Bailey also argues that the court should not look to the date of the appraisal or the date of the purchase of the property, but should “postpone” the statute of limitations period until January 2017 “which is when [Bailey] discovered he was wronged by the Defendant Blue Ribbon.” Plaintiff's Response to Blue Ribbon's Mot. (“Response to Blue Ribbon”) (Doc. No. 48) at 4. As aforementioned, section 52-577 is a statute of repose, meaning that the date at which an injury is discovered is irrelevant. See Byrne, 112 Conn.App. at 272. However, the date on which Bailey discovered fraud could be relevant to the extent that Bailey is attempting to raise a tolling defense of fraudulent concealment, which, in Connecticut, is governed by Connecticut General Statutes section 52-595 (“section 52-595”). See Kidder, 150 Conn.App. at 727 (recognizing fraudulent concealment as a basis for tolling the section 52-577 statute of limitations period).

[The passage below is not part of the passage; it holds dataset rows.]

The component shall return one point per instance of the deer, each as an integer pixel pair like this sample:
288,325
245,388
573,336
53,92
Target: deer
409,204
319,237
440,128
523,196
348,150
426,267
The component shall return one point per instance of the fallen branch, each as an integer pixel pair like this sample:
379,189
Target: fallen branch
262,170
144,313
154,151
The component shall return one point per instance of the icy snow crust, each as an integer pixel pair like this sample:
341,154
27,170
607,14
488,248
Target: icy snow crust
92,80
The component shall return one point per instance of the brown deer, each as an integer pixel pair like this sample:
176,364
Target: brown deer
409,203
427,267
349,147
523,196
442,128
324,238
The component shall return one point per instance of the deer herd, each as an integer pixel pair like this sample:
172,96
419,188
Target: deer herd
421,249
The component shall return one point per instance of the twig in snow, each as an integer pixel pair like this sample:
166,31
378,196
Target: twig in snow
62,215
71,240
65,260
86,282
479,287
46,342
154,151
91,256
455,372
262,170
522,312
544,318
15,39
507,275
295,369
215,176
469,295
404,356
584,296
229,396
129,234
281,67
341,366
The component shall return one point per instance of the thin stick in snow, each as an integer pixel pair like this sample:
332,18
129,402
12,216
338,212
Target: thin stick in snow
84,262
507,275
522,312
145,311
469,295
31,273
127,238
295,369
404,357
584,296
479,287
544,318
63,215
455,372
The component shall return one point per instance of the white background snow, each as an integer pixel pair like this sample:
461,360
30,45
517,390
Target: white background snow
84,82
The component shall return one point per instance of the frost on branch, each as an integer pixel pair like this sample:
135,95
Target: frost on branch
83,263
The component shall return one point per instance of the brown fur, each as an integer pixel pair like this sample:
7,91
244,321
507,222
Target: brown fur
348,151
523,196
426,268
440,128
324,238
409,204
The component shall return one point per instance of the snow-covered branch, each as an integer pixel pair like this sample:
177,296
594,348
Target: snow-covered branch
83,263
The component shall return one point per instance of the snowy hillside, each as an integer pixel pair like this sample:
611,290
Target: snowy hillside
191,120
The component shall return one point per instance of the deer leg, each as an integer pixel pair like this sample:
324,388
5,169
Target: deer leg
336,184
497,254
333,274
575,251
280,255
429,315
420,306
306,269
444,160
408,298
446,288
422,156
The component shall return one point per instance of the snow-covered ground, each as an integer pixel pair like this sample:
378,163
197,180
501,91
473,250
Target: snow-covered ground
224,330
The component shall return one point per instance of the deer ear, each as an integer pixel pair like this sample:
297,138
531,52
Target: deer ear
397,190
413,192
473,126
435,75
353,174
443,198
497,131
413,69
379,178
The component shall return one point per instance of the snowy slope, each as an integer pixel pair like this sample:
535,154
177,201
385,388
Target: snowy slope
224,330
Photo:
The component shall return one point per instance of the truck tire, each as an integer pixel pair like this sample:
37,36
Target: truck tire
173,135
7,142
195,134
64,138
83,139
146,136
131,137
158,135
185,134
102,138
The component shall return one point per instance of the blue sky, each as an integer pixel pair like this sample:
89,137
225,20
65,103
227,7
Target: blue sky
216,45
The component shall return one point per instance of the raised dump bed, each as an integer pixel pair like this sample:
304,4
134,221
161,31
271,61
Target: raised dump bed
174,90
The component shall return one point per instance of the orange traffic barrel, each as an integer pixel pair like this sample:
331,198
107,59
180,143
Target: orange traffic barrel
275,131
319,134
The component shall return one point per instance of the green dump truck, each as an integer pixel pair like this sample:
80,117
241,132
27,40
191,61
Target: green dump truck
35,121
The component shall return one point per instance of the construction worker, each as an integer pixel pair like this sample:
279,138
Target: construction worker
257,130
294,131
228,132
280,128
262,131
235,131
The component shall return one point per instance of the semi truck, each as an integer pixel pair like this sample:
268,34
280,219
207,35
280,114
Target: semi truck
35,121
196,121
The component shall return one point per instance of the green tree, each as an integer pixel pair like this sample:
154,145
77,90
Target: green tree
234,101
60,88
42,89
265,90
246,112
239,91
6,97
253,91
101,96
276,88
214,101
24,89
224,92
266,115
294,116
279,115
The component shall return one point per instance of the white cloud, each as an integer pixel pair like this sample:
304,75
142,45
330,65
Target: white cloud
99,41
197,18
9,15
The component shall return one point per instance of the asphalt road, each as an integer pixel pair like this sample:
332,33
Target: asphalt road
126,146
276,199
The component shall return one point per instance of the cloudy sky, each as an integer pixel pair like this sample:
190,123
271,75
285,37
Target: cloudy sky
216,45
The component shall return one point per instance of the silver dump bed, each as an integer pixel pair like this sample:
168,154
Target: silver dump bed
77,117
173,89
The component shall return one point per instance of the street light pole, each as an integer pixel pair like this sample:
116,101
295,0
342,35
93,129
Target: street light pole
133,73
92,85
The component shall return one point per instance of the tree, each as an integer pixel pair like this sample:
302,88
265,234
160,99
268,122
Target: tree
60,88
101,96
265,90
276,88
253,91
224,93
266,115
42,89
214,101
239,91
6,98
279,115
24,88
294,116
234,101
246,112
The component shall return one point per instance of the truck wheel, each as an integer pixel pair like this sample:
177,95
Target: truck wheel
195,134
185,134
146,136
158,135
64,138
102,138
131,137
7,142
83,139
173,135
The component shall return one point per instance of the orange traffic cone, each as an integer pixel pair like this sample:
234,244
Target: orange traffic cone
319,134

fraudulent concealment, like all claims of fraud, must be pled according to the heightened pleading standard in Federal Rule of Civil Procedure 9(b) (“Rule 9(b)”). See Armstrong v. McAlpin, 699 F.2d 79, 88 (2d Cir. 1983) (“Appellants' generalized and conclusory allegations of fraudulent concealment do not satisfy the requirements of [Rule] 9(b).”); In re Publication Paper Antitrust Litig., No. 3:04-MD-1631(SRU), 2005 WL 2175139, at *3 (D. Conn. Sept. 7, 2005) (“A claim that the statute of limitations should be tolled because of fraud is, obviously, a claim of fraud, and therefore the circumstances constituting that fraud must meet Rule 9(b)'s requirements.”). In order to plead fraudulent concealment pursuant to section 52-595, Bailey must allege that Blue Ribbon had actual awareness of facts necessary to establish fraud, that Blue Ribbon intentionally concealed those facts from Bailey,  and that this concealment was done for the purpose of delaying Bailey from filing a complaint. See Gibbons v. NER Holdings, Inc., 983 F.Supp. 310, 316 (D. Conn. 1997) (discussing elements of fraudulent concealment pursuant to section 52-595); OBG Tech. Servs., Inc. v. Northrop Grumman Space & Mission Sys. Corp., 503 F.Supp.2d 490, 504 (D. Conn. 2007) (“[B]ecause [the plaintiff]'s claims are time-barred on the face of its own complaint, [the plaintiff] has the burden of pleading facts sufficient to establish that the statutes of limitations should be tolled.”).
Bailey has not alleged facts adequate to plead fraudulent concealment. As noted above, see supra Section IV(A), Bailey has only alleged that Blue Ribbon “represented” that it conducted an appraisal, which appraisal was conducted for Moye a year before Bailey purchased the property. 3d Am. Compl. at 3, 6. Bailey has not alleged that Blue Ribbon had actual awareness of facts necessary to establish fraud or that Blue Ribbon intentionally concealed those facts, much less that they did so to prevent Bailey from filing a complaint. He certainly has not stated fraudulent concealment “with particularity” as Rule 9(b) requires. See Fed.R.Civ.P. 9(b) (“In alleging fraud or mistake, a party must state with particularity the circumstances constituting fraud or mistake.”).